In [None]:
import pandas as pd
from sklearn.model_selection import train_test_split
from sklearn.naive_bayes import GaussianNB
from sklearn import metrics
from sklearn.preprocessing import LabelEncoder
import seaborn as sns
import matplotlib.pyplot as plt

# Load the medical dataset
# You can replace the url with the actual path to your dataset
url = '/kaggle/input/ckdisease/kidney_disease.csv'
df = pd.read_csv(url)

# Handling missing values
df = df.dropna()

# Encode categorical variables
label_encoder = LabelEncoder()
df['rbc'] = label_encoder.fit_transform(df['rbc'])
df['pc'] = label_encoder.fit_transform(df['pc'])
df['pcc'] = label_encoder.fit_transform(df['pcc'])
df['ba'] = label_encoder.fit_transform(df['ba'])
# ... Repeat this for other categorical columns

# Select features and target variable
X = df.drop('classification', axis=1)
y = df['classification']

# Convert categorical variables to numerical using one-hot encoding
X = pd.get_dummies(X, drop_first=True)

# Split the dataset into training and testing sets
X_train, X_test, y_train, y_test = train_test_split(X, y, test_size=0.2, random_state=42, stratify=y)

# Create a Gaussian Naive Bayes classifier
nb_classifier = GaussianNB()
nb_classifier.fit(X_train, y_train)

# Make predictions on the test set
y_pred = nb_classifier.predict(X_test)

# Evaluate the model
accuracy = metrics.accuracy_score(y_test, y_pred)
print(f'Accuracy: {accuracy:.2f}')

# Display the confusion matrix
conf_matrix = metrics.confusion_matrix(y_test, y_pred)
print("Confusion Matrix:\n", conf_matrix)

# Display classification report
classification_report = metrics.classification_report(y_test, y_pred)
print("Classification Report:\n", classification_report)
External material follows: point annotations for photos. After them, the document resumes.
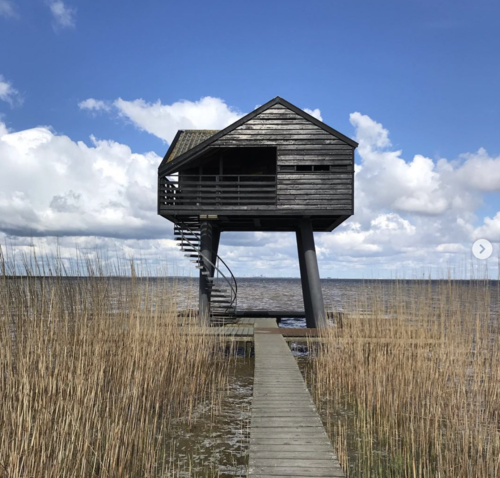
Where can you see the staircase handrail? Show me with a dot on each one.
(234, 289)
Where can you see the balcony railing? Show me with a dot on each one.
(217, 190)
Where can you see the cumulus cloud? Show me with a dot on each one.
(63, 16)
(94, 105)
(416, 211)
(409, 212)
(8, 93)
(7, 9)
(53, 186)
(164, 120)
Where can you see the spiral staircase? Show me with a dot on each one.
(222, 285)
# Visualize the confusion matrix using a heatmap
plt.figure(figsize=(8, 6))
sns.heatmap(conf_matrix, annot=True, fmt="d", cmap="Blues",
            xticklabels=label_encoder.classes_, yticklabels=label_encoder.classes_)
plt.title("Confusion Matrix")
plt.xlabel("Predicted Label")
plt.ylabel("True Label")
plt.show()

This Python script uses the scikit-learn library to create a Gaussian Naive Bayes classifier for a kidney disease dataset. The goal is to predict the 'classification' of a patient, which could be the presence or absence of kidney disease.

The script starts by importing the necessary libraries. It then loads the kidney disease dataset from a specified URL into a pandas DataFrame. Any missing values in the dataset are dropped using the `dropna()` function.
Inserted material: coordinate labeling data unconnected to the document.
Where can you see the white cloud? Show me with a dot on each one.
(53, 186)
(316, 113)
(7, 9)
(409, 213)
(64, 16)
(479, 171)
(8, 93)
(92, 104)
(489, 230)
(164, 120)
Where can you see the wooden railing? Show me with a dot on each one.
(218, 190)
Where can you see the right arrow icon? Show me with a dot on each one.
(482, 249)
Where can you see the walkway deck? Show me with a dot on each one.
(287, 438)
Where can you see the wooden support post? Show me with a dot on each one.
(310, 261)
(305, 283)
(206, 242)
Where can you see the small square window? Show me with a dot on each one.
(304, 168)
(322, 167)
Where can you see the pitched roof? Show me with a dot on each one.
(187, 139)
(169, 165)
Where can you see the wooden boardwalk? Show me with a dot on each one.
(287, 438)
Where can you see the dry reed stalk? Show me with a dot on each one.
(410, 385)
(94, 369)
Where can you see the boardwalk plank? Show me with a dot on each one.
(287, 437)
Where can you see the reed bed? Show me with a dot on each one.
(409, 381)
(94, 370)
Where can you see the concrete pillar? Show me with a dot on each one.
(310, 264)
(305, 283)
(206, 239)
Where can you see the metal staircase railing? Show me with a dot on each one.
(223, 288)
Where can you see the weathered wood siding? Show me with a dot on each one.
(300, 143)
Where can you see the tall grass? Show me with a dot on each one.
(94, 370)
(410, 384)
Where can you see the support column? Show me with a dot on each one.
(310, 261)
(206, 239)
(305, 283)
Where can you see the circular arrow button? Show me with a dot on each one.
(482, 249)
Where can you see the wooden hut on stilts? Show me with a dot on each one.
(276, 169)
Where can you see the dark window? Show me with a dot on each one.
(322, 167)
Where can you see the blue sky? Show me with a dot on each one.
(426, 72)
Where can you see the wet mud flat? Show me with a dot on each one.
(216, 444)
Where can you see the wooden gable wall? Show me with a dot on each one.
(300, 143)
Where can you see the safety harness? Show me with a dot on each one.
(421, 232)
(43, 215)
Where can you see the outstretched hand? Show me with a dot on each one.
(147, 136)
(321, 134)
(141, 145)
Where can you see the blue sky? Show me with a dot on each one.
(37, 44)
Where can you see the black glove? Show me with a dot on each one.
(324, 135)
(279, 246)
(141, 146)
The script then encodes categorical variables in the dataset using a LabelEncoder. This converts categories into numerical values, which are required for the Naive Bayes classifier. The columns 'rbc', 'pc', 'pcc', and 'ba' are encoded in this way. If there are other categorical columns in the dataset, they should be encoded in the same manner.

The 'classification' column, which is the target variable, is separated from the rest of the dataset. The remaining columns, which are the features, are stored in `X`. If there are any categorical variables in the features, they are converted to numeric using one-hot encoding.
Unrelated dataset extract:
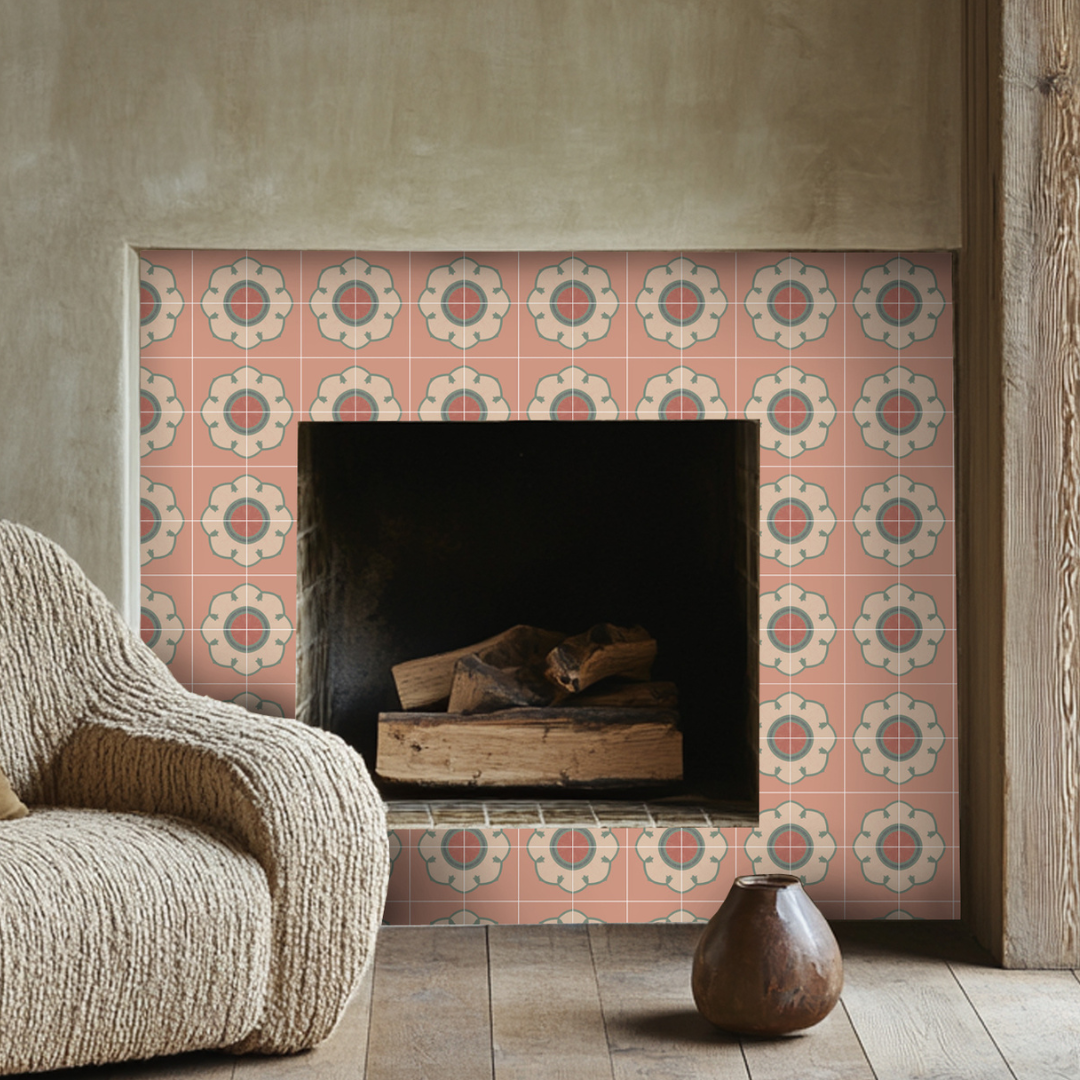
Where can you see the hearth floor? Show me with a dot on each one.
(497, 813)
The dataset is then split into a training set and a test set, with 80% of the data used for training and 20% used for testing. This is done using the `train_test_split` function from scikit-learn. The `stratify` parameter is set to `y`, which means that the split will preserve the proportion of target class instances in both the training and test sets.

A Gaussian Naive Bayes classifier is created and trained using the training data. The trained classifier is then used to make predictions on the test set.

The accuracy of these predictions is calculated by comparing them to the actual classifications in the test set. The confusion matrix, which shows the number of true positive, true negative, false positive, and false negative predictions, is also displayed. A classification report, which includes precision, recall, f1-score, and support for each class, is printed as well.

Finally, the confusion matrix is visualized using a heatmap from the seaborn library. The x and y labels of the heatmap correspond to the classes of the target variable. The color of each cell in the heatmap corresponds to the number of instances of each class in the confusion matrix.